Childhood inactivity didn’t seem to exist in my world. In summer every day was filled with bike riding, jumping rope, playing hopscotch, playing with my dog, swimming, playing tag and hide and seek with the other neighborhood kids. Of course I also had chores; helping with the garden, yard and house-work. During the school year, I walked or rode my bike to school, had gym daily, plus played outside on the playground for recess three times a day. In the winter we built snow men and snow forts.
Compare this to the typical childhood activity my children had. I would say that although my children had a less active lifestyle than I did, they were still active. They spent a lot of time outdoors, and I took them to the pool almost every day during the summer. We definitely bought into the new Atari video craze of the day and had a VCR when they first came out, so our children spent time in front of the T.V., but they were also active.
Now that I am a grandmother, I see a radical emergence of childhood inactivity. Physical Education has been removed or reduced to an insignificant level from the schools. Children seem to spend a huge amount of their time watching T.V., playing video games, and sitting at school. Even when they are taken outside they often don’t seem to know how to play in an active way – unless they are guided by adults. The repercussions of this are huge according to K12 Academics.

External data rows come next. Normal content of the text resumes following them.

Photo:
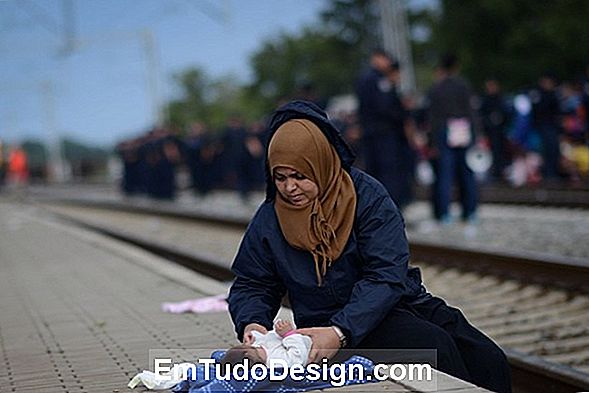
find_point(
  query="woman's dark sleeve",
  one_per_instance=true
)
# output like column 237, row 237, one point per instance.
column 257, row 291
column 383, row 247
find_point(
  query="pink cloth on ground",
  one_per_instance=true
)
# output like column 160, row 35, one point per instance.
column 203, row 305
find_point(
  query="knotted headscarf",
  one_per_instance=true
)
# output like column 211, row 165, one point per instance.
column 323, row 225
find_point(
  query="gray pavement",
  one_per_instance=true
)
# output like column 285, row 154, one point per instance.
column 550, row 232
column 79, row 312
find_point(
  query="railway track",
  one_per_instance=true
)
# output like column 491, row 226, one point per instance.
column 537, row 310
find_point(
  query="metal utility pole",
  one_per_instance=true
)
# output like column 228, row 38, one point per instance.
column 69, row 27
column 395, row 36
column 152, row 64
column 56, row 160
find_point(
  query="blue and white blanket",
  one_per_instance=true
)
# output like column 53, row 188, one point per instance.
column 234, row 385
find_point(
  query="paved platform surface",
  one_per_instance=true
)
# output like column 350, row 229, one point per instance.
column 539, row 231
column 79, row 312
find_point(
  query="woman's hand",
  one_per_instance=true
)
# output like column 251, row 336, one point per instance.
column 325, row 343
column 248, row 338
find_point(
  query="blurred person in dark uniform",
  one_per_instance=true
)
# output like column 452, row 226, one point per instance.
column 495, row 115
column 129, row 153
column 545, row 114
column 162, row 154
column 2, row 165
column 382, row 117
column 199, row 158
column 250, row 168
column 451, row 122
column 585, row 97
column 232, row 153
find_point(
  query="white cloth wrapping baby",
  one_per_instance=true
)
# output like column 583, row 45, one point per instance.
column 293, row 349
column 153, row 381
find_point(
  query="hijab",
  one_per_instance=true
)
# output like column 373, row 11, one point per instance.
column 323, row 225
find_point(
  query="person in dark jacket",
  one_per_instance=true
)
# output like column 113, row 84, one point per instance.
column 546, row 112
column 382, row 117
column 331, row 237
column 495, row 116
column 452, row 133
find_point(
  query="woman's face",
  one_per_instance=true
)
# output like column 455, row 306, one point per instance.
column 294, row 187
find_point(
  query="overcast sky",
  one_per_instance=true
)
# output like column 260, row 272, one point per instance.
column 100, row 93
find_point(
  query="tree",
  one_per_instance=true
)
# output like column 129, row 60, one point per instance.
column 283, row 64
column 211, row 101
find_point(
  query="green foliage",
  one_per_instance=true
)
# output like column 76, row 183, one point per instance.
column 76, row 152
column 211, row 101
column 36, row 153
column 285, row 63
column 514, row 40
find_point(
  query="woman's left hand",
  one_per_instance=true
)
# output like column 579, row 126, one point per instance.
column 325, row 343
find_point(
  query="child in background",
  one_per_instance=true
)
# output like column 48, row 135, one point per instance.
column 281, row 343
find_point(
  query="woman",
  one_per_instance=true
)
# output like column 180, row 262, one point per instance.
column 330, row 236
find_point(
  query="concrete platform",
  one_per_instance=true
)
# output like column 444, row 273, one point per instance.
column 80, row 312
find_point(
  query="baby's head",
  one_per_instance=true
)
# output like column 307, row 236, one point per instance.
column 237, row 355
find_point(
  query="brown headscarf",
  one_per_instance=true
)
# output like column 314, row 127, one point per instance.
column 322, row 226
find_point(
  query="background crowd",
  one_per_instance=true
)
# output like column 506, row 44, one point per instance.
column 527, row 137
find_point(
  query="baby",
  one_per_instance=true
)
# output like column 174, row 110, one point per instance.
column 281, row 343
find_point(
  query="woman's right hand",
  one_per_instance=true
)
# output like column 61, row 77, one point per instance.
column 248, row 338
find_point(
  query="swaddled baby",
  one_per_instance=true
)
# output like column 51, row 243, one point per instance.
column 281, row 343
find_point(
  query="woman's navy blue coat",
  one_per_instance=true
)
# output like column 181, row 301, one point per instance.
column 369, row 278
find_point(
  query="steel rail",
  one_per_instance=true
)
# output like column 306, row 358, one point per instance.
column 530, row 373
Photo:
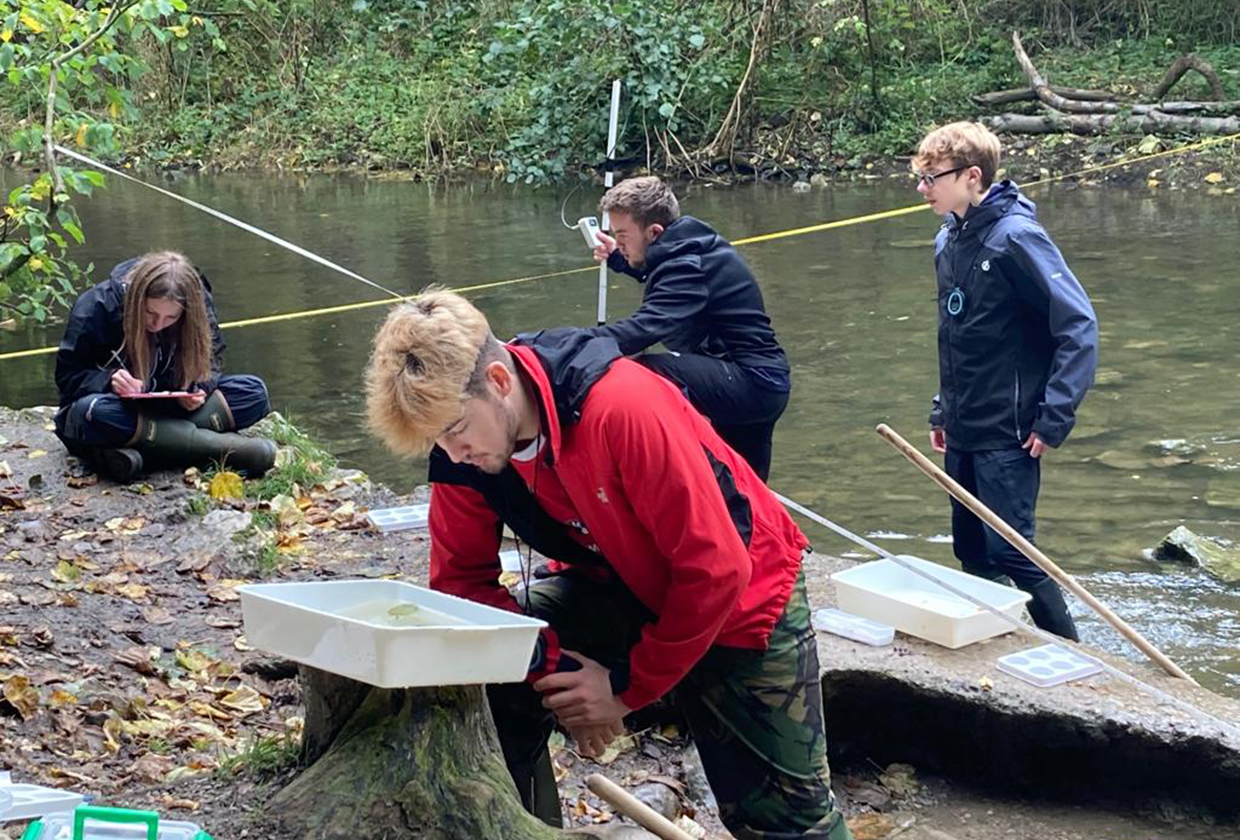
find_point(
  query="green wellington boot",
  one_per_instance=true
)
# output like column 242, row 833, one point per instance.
column 213, row 413
column 181, row 443
column 120, row 464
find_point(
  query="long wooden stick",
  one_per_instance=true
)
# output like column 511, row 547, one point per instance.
column 1027, row 549
column 635, row 809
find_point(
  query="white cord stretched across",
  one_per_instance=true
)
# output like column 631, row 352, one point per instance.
column 1158, row 694
column 225, row 217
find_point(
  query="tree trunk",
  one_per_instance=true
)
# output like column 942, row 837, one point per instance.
column 401, row 764
column 1148, row 123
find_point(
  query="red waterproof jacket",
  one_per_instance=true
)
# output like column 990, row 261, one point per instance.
column 680, row 518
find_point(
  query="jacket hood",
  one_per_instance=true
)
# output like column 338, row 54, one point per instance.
column 682, row 237
column 1003, row 200
column 569, row 361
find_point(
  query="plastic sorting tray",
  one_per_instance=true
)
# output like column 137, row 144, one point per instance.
column 347, row 628
column 853, row 627
column 399, row 519
column 1048, row 665
column 88, row 823
column 887, row 592
column 27, row 802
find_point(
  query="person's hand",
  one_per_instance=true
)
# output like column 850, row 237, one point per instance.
column 583, row 697
column 192, row 401
column 592, row 741
column 124, row 384
column 604, row 251
column 1036, row 446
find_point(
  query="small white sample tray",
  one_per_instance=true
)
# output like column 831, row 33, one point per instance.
column 388, row 633
column 399, row 519
column 853, row 627
column 894, row 593
column 1048, row 665
column 29, row 802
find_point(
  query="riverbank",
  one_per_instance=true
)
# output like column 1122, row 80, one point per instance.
column 127, row 674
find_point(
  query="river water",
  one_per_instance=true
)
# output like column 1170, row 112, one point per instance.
column 1156, row 444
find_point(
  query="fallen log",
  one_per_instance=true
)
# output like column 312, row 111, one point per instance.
column 1029, row 94
column 1182, row 66
column 1086, row 124
column 1048, row 96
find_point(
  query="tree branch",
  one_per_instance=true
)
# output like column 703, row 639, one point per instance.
column 53, row 76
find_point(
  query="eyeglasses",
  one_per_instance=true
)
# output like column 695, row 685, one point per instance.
column 930, row 178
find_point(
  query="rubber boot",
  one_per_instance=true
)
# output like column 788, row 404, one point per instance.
column 181, row 443
column 1049, row 612
column 213, row 413
column 120, row 465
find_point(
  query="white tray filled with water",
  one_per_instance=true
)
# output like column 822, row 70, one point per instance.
column 388, row 633
column 887, row 592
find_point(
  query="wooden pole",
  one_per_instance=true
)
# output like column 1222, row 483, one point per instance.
column 1027, row 549
column 635, row 809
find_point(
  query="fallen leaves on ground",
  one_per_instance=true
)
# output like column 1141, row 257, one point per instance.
column 226, row 485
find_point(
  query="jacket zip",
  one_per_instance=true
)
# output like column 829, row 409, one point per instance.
column 1016, row 407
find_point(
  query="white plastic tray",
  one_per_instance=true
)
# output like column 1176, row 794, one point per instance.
column 399, row 519
column 29, row 802
column 60, row 826
column 853, row 627
column 330, row 625
column 1048, row 665
column 887, row 592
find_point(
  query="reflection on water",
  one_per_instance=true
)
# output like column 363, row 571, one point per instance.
column 1156, row 444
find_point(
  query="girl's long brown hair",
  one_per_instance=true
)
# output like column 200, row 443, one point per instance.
column 168, row 276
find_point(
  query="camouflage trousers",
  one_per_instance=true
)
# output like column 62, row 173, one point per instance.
column 755, row 715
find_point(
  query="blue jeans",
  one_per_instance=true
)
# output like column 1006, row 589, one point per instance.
column 107, row 421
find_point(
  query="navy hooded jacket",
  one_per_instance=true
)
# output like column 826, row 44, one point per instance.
column 699, row 298
column 1017, row 333
column 93, row 344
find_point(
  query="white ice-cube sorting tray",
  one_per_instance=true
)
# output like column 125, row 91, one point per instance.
column 1048, row 665
column 304, row 623
column 399, row 519
column 853, row 627
column 889, row 593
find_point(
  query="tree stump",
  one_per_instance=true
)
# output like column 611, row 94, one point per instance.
column 401, row 764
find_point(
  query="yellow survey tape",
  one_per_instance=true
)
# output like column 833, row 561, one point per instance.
column 752, row 240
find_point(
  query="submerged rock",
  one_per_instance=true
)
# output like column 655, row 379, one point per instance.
column 1183, row 546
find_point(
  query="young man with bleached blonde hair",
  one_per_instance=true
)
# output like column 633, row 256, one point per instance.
column 1017, row 352
column 681, row 573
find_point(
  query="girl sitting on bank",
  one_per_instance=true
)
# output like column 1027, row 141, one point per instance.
column 151, row 326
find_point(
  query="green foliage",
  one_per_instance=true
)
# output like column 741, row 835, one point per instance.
column 263, row 757
column 83, row 58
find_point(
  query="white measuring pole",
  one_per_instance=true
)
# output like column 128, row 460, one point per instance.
column 608, row 180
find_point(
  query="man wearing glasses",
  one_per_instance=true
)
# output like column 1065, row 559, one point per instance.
column 1017, row 352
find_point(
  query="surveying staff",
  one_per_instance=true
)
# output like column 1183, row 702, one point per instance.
column 702, row 303
column 686, row 571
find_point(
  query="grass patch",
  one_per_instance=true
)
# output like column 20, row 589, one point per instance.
column 301, row 464
column 263, row 757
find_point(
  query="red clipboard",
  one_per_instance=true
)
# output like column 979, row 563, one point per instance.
column 158, row 395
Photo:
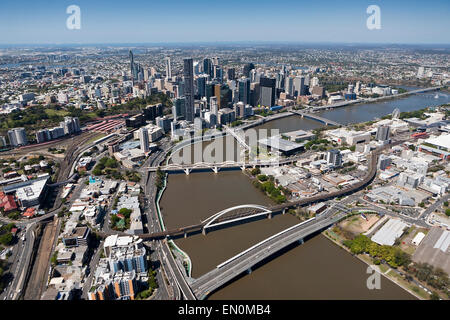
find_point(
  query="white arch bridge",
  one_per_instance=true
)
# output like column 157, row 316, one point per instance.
column 235, row 214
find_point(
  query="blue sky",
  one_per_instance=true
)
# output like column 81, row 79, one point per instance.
column 150, row 21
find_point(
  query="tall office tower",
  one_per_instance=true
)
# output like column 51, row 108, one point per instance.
column 143, row 138
column 214, row 106
column 334, row 157
column 358, row 86
column 2, row 141
column 314, row 82
column 247, row 68
column 133, row 68
column 168, row 68
column 231, row 73
column 239, row 109
column 188, row 73
column 279, row 84
column 209, row 90
column 17, row 137
column 217, row 94
column 244, row 90
column 382, row 133
column 218, row 73
column 299, row 85
column 267, row 91
column 289, row 86
column 178, row 108
column 201, row 85
column 255, row 94
column 207, row 67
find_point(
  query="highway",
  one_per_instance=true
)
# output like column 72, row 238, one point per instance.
column 162, row 251
column 227, row 271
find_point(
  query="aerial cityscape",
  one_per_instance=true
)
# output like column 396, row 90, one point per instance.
column 224, row 170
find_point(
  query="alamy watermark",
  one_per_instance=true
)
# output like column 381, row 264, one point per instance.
column 73, row 22
column 374, row 20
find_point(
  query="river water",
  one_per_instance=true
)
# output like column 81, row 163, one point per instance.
column 317, row 269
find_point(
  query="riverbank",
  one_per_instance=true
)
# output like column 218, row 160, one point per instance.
column 384, row 270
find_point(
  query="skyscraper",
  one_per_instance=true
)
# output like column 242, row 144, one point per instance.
column 17, row 137
column 247, row 68
column 382, row 133
column 188, row 73
column 201, row 85
column 244, row 90
column 267, row 89
column 299, row 85
column 207, row 67
column 214, row 106
column 178, row 108
column 168, row 68
column 231, row 74
column 143, row 137
column 289, row 86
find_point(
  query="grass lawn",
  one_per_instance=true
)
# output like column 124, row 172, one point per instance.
column 411, row 286
column 96, row 137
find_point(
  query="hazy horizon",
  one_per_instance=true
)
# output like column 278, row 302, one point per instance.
column 199, row 21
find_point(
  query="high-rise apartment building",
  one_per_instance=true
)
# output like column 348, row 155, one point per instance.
column 143, row 138
column 188, row 73
column 17, row 137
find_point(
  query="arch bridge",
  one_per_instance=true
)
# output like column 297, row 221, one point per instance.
column 235, row 214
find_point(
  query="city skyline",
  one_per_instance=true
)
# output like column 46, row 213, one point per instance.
column 263, row 21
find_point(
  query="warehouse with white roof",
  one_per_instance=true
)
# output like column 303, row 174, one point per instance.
column 389, row 232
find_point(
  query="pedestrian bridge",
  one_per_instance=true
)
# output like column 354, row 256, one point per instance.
column 235, row 214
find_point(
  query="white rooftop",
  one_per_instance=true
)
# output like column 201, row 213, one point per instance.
column 442, row 141
column 390, row 231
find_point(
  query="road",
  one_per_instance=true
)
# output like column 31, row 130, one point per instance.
column 243, row 262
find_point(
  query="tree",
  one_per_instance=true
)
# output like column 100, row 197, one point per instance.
column 434, row 296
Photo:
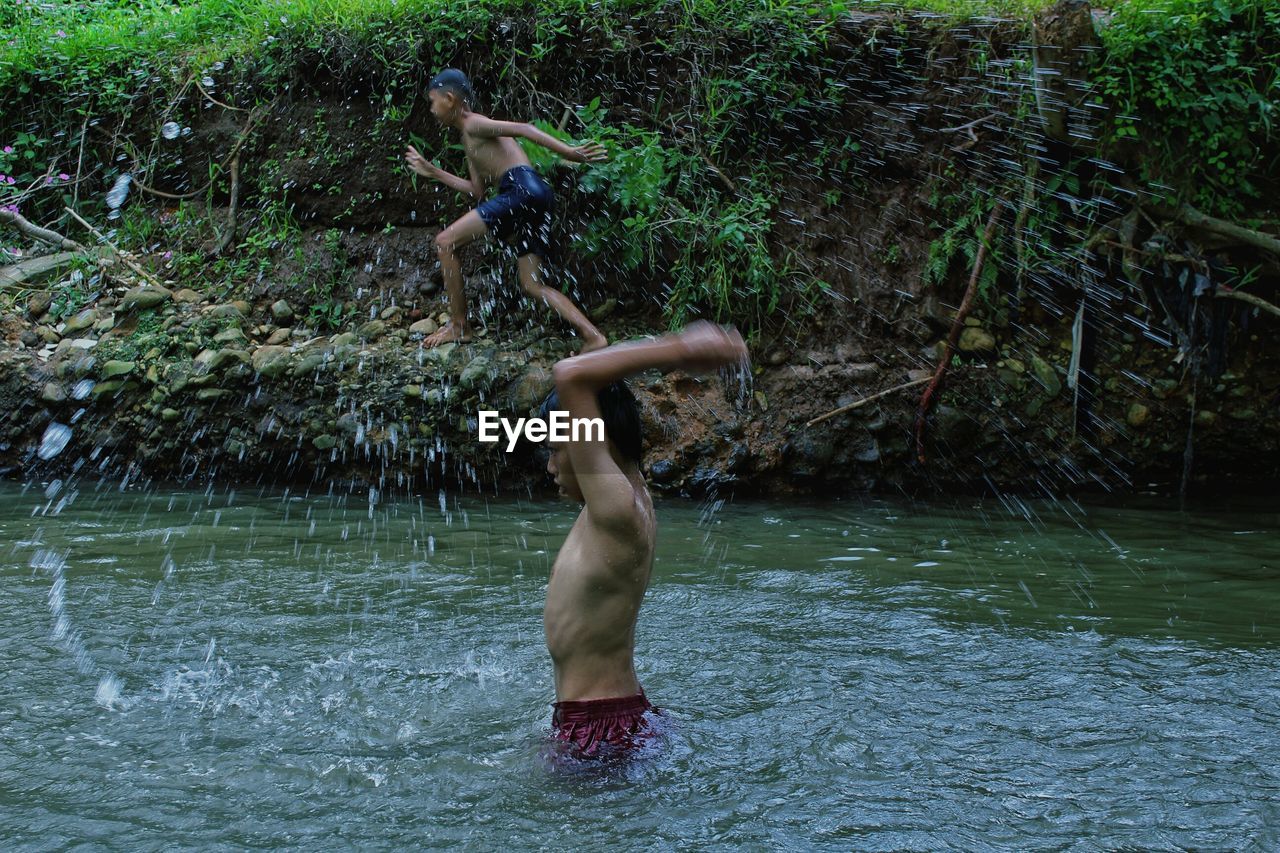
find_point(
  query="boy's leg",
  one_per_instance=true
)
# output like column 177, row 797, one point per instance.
column 531, row 279
column 447, row 245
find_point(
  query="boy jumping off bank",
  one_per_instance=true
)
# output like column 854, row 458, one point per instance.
column 521, row 211
column 600, row 573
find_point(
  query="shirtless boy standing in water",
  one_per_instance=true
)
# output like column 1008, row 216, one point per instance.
column 522, row 209
column 602, row 570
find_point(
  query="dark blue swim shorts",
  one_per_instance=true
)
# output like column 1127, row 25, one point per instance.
column 521, row 211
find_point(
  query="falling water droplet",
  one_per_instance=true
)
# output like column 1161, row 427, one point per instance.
column 54, row 441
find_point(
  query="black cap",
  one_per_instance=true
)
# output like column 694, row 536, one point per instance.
column 455, row 81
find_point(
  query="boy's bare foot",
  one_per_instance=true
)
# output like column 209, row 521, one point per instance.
column 449, row 333
column 597, row 342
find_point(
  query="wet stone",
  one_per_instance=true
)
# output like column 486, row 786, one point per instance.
column 232, row 336
column 141, row 299
column 1046, row 375
column 1206, row 419
column 272, row 360
column 53, row 393
column 225, row 311
column 117, row 369
column 310, row 363
column 440, row 354
column 977, row 341
column 348, row 424
column 346, row 340
column 475, row 372
column 424, row 327
column 39, row 304
column 81, row 322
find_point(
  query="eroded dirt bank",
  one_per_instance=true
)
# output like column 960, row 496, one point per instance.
column 257, row 386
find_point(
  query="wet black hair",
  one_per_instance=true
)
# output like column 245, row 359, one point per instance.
column 451, row 80
column 621, row 415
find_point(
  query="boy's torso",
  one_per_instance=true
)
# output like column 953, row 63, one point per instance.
column 493, row 156
column 593, row 598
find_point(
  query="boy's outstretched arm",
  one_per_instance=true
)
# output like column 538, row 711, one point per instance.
column 487, row 127
column 606, row 489
column 428, row 169
column 699, row 347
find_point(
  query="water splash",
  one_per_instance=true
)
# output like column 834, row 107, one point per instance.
column 54, row 439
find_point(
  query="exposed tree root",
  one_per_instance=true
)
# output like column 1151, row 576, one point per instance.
column 956, row 325
column 42, row 235
column 862, row 402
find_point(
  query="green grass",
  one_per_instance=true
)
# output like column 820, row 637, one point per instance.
column 69, row 45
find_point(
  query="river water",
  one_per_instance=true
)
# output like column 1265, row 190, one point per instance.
column 231, row 669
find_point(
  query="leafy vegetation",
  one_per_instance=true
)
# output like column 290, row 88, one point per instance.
column 1174, row 71
column 1197, row 81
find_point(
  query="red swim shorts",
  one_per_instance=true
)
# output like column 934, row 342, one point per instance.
column 592, row 724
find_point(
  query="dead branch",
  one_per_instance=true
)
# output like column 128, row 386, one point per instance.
column 720, row 173
column 224, row 241
column 969, row 126
column 862, row 402
column 214, row 100
column 80, row 162
column 1188, row 215
column 956, row 325
column 1247, row 297
column 128, row 261
column 255, row 117
column 42, row 235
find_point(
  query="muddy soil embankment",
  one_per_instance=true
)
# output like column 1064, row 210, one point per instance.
column 164, row 381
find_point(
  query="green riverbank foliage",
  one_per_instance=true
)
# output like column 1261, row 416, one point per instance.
column 1191, row 83
column 1197, row 83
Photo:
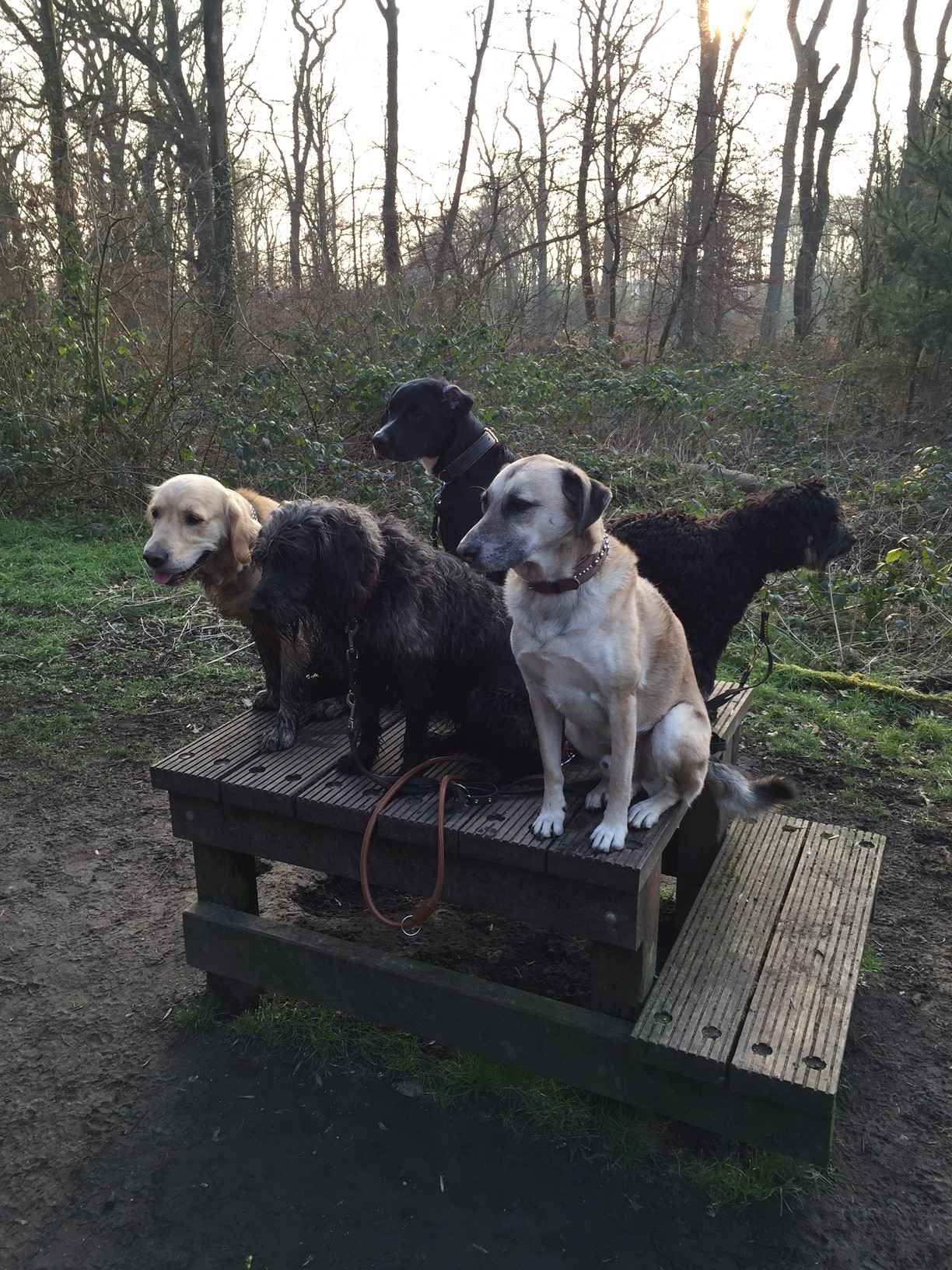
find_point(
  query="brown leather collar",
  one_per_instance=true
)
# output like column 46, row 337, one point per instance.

“The percentage of children who are obese has tripled in the last 30 years, and it is estimated that 9 million children between the ages of 6 and 19 years are considered to be overweight. Data suggests that 15% of all children ages 2 to 11 years are considered obese.”
- Since 1960 obesity has increased 55% in elementary school children and 39% in high school students.
- 25% of all school aged children are obese; there is a high likelihood that they will remain obese into adulthood.
- 30% of all school aged children are at risk for heart disease and premature death as adults
We live in a different time than when I was a child. Parents are busy, and it isn’t safe to let kids roam as I did when I was a child. Nowadays it takes a very conscious effort to get physical activity for our children. The importance though is critical. For the health of your family I urge you to start making changes today. Turn off the Computers, Video Games and T.V. for a little while. Take a walk with your children, take them outside to play – and if they don’t seem to know what to do, play a game with them, or get a ball to kick around. You’ll be creating memories and helping reduce childhood inactivity, creating a healthier future.